AFTER ANTI-WTO PROTESTERS won a months-long battle for a rally permit, attendees Friday expected a quiet, uneventful celebration of their Nov. 30 triumph two years ago. Wrong. A crowd of some 400 gathered at Seattle Central Community College to march downtown, a familiar ritual most of the same people had done, with no permit, only three weeks previously when the WTO’s Qatar meetings opened on Nov. 9.
That event was casually monitored by a handful of bike and traffic cops. Last Friday, protesters were outnumbered by hundreds of riot police and bike cops, helicopters, paddywagons, and even a couple of empty Metro buses. And a peaceful event turned angry when police refused to allow the group to march in the street or on its planned route.
Instead, protesters were funneled by rows of bike cops onto sidewalks and forced down Pine Street downtown, with police at routing intervals pushing roughly into the crowd for no apparent reason. The 13 arrests, in ones and twos, were often on questionable grounds. In one case, two peacekeepers separating the enraged crowd from police were thrown to the ground, then hauled away. In another, someone who paid to ride the Westlake Park carousel held up an anti-WTO sign and was promptly arrested.
City leaders and police predictably hailed the day as a success—few arrests and no property damage. It could easily have been a bloody riot, however, but for heroic organizers, peacekeepers, and other protesters who repeatedly defused volatile situations.

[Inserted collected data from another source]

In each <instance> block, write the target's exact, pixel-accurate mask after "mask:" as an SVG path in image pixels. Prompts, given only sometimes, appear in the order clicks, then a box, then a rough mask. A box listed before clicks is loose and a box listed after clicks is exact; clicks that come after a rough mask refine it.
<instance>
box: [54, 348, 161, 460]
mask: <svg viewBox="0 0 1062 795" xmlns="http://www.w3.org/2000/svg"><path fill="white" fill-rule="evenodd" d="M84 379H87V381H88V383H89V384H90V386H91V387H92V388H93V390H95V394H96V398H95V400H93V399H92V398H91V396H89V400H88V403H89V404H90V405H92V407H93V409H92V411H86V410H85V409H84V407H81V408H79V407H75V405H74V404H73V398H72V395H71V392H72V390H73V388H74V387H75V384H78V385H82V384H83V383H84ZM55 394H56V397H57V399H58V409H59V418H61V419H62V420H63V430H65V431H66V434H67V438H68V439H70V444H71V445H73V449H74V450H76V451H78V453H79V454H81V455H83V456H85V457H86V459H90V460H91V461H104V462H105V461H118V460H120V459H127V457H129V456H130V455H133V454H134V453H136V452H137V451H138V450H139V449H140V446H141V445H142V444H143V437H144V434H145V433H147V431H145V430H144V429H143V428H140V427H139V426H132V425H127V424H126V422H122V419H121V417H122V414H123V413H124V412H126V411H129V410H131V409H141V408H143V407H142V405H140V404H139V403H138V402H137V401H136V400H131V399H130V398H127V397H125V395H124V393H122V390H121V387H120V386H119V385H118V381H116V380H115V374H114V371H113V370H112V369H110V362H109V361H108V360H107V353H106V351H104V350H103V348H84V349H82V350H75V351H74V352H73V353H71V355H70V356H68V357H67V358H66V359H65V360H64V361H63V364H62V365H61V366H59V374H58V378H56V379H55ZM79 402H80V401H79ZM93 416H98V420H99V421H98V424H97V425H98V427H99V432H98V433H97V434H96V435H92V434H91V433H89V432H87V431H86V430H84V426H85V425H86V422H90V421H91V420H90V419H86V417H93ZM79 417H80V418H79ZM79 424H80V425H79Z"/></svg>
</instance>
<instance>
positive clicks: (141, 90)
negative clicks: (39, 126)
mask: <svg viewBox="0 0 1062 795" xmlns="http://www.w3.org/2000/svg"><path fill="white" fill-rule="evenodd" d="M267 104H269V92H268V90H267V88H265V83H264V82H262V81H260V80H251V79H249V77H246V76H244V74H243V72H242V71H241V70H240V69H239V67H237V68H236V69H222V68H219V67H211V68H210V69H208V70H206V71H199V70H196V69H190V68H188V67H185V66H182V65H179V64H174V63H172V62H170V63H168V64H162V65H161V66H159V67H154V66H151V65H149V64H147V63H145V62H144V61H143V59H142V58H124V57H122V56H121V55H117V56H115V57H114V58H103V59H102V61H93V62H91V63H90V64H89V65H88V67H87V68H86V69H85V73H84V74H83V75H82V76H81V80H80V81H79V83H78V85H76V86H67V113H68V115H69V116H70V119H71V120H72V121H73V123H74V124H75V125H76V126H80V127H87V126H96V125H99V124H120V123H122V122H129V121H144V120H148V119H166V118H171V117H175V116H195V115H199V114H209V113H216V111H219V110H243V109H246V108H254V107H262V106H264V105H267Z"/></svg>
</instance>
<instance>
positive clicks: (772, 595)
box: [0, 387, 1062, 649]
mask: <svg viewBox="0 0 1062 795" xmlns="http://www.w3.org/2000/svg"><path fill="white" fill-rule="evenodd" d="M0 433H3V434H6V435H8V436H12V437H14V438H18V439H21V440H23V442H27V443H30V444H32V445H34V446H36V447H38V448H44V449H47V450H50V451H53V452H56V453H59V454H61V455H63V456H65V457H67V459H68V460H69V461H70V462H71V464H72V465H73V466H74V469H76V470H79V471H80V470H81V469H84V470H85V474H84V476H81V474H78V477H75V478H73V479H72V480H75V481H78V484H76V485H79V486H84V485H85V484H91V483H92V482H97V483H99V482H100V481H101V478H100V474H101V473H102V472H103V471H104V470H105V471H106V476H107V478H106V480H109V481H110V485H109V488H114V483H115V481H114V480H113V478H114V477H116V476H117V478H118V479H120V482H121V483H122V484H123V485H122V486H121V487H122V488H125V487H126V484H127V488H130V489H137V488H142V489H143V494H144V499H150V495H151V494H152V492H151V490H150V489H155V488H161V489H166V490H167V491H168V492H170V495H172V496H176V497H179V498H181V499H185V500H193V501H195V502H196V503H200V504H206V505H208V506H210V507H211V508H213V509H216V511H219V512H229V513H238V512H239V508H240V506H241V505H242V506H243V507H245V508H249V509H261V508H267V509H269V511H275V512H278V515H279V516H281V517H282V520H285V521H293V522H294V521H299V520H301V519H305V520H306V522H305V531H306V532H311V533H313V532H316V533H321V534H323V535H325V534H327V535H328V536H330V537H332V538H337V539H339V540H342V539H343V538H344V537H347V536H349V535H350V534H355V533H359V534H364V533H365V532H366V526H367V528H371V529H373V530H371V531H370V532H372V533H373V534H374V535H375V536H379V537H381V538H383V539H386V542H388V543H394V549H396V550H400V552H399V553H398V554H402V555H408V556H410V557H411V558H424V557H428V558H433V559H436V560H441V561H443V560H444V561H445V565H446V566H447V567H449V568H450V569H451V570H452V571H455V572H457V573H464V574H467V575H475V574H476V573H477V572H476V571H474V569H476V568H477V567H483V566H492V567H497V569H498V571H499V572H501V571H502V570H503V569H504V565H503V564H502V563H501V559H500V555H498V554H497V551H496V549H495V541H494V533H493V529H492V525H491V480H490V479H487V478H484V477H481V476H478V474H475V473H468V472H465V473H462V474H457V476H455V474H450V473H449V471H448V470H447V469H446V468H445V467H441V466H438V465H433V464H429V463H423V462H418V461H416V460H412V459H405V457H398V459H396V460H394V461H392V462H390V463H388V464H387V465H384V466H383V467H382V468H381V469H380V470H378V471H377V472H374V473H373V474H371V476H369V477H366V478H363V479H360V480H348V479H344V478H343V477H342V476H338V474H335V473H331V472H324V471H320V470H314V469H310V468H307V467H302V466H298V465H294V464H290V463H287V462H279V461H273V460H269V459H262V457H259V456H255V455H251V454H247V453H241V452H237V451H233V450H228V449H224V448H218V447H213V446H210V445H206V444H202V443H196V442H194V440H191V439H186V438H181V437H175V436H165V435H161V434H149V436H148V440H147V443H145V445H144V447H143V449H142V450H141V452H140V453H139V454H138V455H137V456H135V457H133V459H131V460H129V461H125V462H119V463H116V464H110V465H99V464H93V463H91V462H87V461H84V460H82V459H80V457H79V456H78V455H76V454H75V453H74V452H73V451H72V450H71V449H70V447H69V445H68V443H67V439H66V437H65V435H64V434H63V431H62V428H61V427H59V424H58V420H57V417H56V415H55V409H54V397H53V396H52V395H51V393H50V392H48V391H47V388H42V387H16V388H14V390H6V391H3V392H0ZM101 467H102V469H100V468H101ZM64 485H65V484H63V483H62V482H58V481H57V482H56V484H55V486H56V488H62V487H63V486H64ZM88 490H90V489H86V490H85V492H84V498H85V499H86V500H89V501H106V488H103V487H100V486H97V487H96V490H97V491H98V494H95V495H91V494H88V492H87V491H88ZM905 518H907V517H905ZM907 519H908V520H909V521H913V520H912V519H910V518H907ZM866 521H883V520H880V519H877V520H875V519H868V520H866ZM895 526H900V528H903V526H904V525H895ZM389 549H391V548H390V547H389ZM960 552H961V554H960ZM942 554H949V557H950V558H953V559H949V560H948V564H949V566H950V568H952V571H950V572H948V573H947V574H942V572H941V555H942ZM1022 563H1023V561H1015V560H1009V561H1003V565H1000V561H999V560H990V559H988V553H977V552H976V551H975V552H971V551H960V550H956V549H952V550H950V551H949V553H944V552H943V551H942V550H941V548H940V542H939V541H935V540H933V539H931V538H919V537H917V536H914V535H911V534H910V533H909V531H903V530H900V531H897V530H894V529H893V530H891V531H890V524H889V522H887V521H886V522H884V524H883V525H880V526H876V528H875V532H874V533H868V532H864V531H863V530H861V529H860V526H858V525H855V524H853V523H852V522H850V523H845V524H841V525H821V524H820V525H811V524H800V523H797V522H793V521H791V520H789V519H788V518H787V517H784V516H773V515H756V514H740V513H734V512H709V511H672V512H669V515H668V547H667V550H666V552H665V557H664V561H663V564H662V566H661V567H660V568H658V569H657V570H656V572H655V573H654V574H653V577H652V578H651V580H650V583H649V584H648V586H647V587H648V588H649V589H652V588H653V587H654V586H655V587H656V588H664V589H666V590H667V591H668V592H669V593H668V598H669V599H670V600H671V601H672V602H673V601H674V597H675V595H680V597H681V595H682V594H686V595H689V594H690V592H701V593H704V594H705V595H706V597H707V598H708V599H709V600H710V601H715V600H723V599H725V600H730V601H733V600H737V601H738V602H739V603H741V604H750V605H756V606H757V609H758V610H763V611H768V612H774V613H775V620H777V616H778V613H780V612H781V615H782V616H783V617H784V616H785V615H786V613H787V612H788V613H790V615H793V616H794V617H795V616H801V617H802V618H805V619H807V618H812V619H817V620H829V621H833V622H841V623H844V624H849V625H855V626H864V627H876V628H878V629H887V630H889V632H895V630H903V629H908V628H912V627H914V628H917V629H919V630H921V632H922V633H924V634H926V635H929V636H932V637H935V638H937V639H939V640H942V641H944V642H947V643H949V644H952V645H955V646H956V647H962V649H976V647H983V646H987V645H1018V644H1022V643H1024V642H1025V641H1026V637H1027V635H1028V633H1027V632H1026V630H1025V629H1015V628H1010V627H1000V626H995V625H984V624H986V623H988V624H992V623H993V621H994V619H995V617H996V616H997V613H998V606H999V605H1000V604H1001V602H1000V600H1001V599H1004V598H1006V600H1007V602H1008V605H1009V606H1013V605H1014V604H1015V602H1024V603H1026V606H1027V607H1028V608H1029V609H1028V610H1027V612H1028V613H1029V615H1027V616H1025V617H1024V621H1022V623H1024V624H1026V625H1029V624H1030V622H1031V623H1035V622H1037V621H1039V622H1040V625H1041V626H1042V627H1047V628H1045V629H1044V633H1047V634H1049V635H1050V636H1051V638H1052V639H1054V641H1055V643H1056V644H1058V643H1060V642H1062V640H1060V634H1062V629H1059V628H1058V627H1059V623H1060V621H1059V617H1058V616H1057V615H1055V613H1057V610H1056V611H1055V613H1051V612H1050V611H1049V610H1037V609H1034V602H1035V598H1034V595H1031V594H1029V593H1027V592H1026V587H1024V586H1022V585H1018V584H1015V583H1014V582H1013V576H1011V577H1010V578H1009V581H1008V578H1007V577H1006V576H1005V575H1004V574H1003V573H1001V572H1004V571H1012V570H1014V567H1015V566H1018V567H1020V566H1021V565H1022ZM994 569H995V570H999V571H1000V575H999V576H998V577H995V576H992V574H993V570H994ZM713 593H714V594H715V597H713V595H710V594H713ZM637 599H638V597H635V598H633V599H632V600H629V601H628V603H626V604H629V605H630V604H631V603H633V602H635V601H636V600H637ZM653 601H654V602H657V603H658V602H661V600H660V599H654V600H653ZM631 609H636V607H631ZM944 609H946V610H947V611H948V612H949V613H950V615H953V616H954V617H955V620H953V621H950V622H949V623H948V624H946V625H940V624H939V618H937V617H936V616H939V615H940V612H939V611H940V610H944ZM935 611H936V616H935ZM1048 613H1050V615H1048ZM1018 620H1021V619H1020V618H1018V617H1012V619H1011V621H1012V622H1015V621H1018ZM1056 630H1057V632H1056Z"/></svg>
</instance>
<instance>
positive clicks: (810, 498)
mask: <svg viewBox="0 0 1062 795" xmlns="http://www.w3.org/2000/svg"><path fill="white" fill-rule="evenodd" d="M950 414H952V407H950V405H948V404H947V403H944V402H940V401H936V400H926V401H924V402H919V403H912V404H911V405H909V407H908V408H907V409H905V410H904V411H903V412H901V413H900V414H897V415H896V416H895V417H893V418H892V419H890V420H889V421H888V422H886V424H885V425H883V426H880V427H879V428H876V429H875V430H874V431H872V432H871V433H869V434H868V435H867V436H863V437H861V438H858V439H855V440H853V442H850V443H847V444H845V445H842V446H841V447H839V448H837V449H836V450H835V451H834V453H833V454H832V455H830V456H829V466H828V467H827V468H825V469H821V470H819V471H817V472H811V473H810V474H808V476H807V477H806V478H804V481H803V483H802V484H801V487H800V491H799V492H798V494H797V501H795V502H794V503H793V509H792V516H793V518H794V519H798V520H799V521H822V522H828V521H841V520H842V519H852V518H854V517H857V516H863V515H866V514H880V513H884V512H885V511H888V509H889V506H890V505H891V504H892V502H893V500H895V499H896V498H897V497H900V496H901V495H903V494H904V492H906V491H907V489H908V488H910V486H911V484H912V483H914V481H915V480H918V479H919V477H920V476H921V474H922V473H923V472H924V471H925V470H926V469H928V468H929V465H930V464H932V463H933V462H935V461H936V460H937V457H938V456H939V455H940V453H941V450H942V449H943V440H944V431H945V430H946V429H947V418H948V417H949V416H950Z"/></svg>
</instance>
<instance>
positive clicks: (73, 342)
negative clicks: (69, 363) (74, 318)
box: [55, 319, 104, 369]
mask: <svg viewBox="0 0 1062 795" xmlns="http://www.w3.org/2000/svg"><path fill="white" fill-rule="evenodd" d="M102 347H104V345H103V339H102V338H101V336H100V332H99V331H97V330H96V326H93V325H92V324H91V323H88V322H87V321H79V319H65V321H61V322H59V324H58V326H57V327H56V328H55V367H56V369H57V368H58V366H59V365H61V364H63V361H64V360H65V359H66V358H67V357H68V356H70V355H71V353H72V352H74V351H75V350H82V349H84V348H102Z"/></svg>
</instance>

Away from TV cameras, SPD also shut down a celebratory, anarchist-sponsored punk rock show that evening at Secluded Alley Works near Seattle University. Police entered at 10 p.m., threatening to arrest promoter Matt Leonard and confiscate all equipment unless the concert was ended and the crowd of about 200 dispersed. One officer claimed there had been an anonymous noise complaint, Leonard stated in a post-event e-mail.
Organizers were considering continuing the show as an acoustic event, says Leonard. “Luckily, someone glanced around the corner.”
The police had arrived in force. Vanessa Veselka, lead singer for show headliners the Pinkos, describes the scene: “Six unmarked vehicles, each full of three or four cops; two SUVs with tinted shades, each full of a whole bunch of cops, circling the front very slowly; eight paddywagons parked in the school parking lot, as well as other police cars parked around the corner; and about 60 cops around the corner heading our way.
“They shut it down for political reasons,” Veselka says flatly. On a day when John Ashcroft was demanding that a ban on FBI targeting of political and religious groups be “relaxed,” Peace Action’s Fred Miller bitterly summed up his view of local law enforcement: “We have an outlaw city.”